We are starting a series of write-ups on the right foods for performing artists and here, we discuss about dietary fibres.

 

 

What are dietary fibres?


We are so familiar with the saying ‘Include a lot of fibre in your diet’. Have we, however thought about why we should stress so much on the ‘fibre content’ of our diets?

Let’s start by understanding what dietary fibres actually are:
Unlike other food components like fat, protein and carbohydrates, dietary fibres (also called roughage or bulk) are those components that our body cannot absorb and convert it into a simpler form. Dietary fibres found in our food moves into the digestive system through ingestion and passes down the stomach, intestines and colon almost intact.

 

There are two types of fibres found in our diet. They are soluble fibre and insoluble fibres. Soluble fibres get dissolved in water and become viscous in form. It gets fermented in the colon and gets converted into active byproducts. These byproducts are associated with a better functioning of the body’s internal physiology.


Insoluble fibres on the other hand are not soluble in water and add bulk to the diet. These fibres get fermented in the large intestines and helps ease the process of passing stools. When we say a diet rich in dietary fibres, it is actually a diet high in soluble or insoluble form of fibres. Moreover, both the fermentation process and the byproducts combined are often responsible for the health benefits that dietary fibre provides.
 

 

Role of dietary fibres


Performing artists require a healthy digestive system to maintain their energy levels for practice sessions and performances. They also need to keep their weight in control.
Although dietary fibres are not categorised under macro or micronutrients, these fibres play an important role in maintaining a healthy digestive system.

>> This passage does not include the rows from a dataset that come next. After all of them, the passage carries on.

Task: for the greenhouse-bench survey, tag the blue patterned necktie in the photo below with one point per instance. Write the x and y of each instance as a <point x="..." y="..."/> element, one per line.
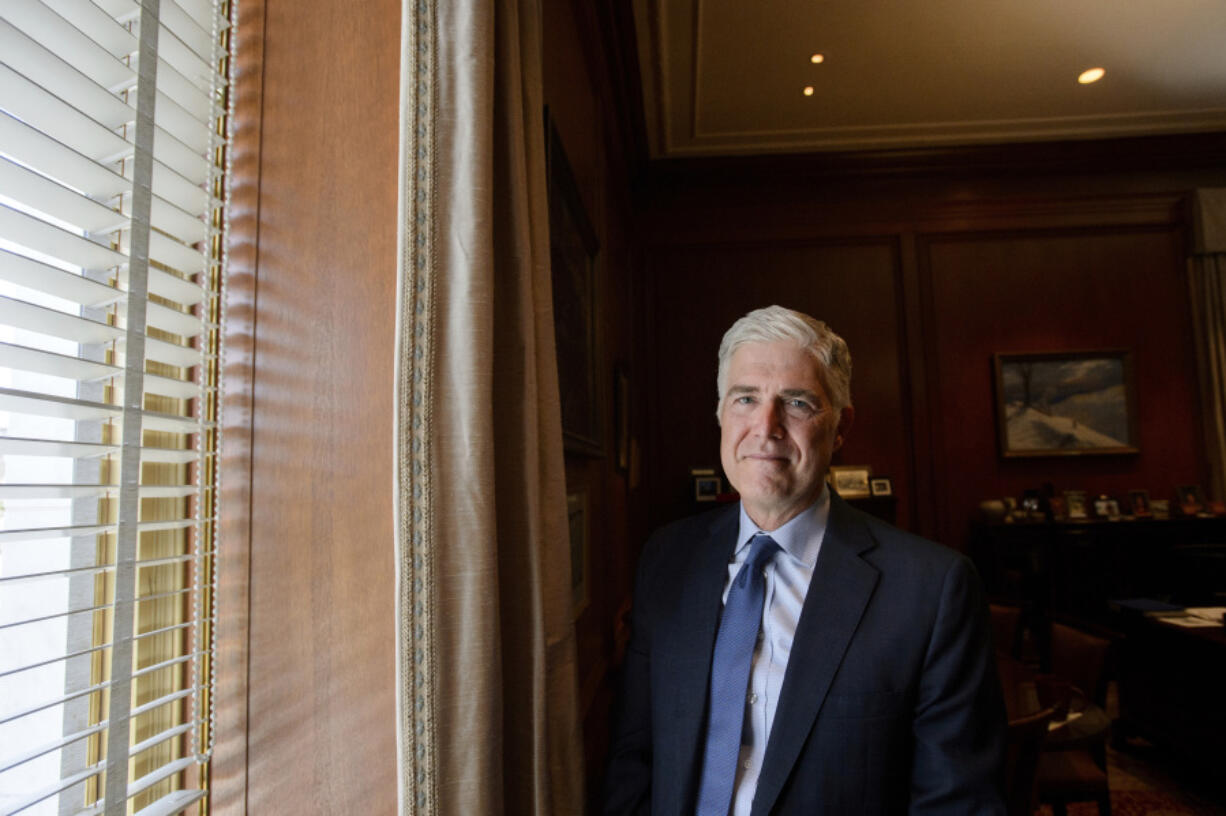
<point x="730" y="679"/>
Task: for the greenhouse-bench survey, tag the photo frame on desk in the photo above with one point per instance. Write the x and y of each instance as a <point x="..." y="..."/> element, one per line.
<point x="573" y="248"/>
<point x="851" y="480"/>
<point x="1066" y="403"/>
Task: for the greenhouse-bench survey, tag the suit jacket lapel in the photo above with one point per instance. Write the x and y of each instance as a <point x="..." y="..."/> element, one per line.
<point x="839" y="592"/>
<point x="693" y="641"/>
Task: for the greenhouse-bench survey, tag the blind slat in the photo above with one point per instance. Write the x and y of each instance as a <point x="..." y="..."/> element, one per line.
<point x="59" y="365"/>
<point x="55" y="324"/>
<point x="38" y="235"/>
<point x="63" y="80"/>
<point x="98" y="569"/>
<point x="43" y="194"/>
<point x="97" y="25"/>
<point x="27" y="402"/>
<point x="42" y="533"/>
<point x="77" y="490"/>
<point x="47" y="748"/>
<point x="21" y="446"/>
<point x="49" y="279"/>
<point x="42" y="23"/>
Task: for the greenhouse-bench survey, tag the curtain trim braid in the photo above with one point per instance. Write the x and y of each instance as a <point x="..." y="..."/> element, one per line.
<point x="416" y="654"/>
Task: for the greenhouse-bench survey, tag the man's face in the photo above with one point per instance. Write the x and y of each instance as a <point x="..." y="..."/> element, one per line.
<point x="777" y="430"/>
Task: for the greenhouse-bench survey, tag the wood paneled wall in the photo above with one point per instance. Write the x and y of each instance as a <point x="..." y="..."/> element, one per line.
<point x="315" y="234"/>
<point x="578" y="90"/>
<point x="926" y="278"/>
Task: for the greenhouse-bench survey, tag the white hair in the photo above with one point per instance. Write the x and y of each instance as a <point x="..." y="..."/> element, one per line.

Some key roles of dietary fibres are:
 Control blood glucose levels by slowing down glucose absorption rate .Therefore it
prevents a rise in the insulin levels in blood.

 Lowers LDL (bad cholesterol) levels in blood thus preventing coronary heart diseases.
 Improves bowel function by preventing constipation.
 Helps with managing weight as it provides a satiety feeling after a meal without adding calories.
 Reduces the risk of colorectal cancer.

 


Best sources of dietary fibres for performing artists


One of the best sources of fibre is bran. Oat bran provides more of soluble fibre that helps lower blood cholesterol levels. Other forms of bran like wheat bran and rice bran are rich sources of insoluble dietary fibre. Their dietary intake helps prevent constipation.
In addition to bran, different bean varieties like lima beans, kidney beans, cooked lentils and broad beans are all natural fibre rich foods. Excess intake of these foods might cause intestinal discomfort/bloating problems which in turn can affect the performer’s schedule. So we need to make sure to introduce such beans varieties in small quantities at first and gradually increase the portion size as the artist gets accustomed to the new diet.


Blackberries, currants, blueberries, gooseberries, raspberries and strawberries are wonderful sources of dietary fibre if eaten fresh. Please do make sure you have a few of them before you leave for your dance sessions. Berries could always be used as toppings/food ingredients for a cup of hot cereal/salads, yoghurt and so on.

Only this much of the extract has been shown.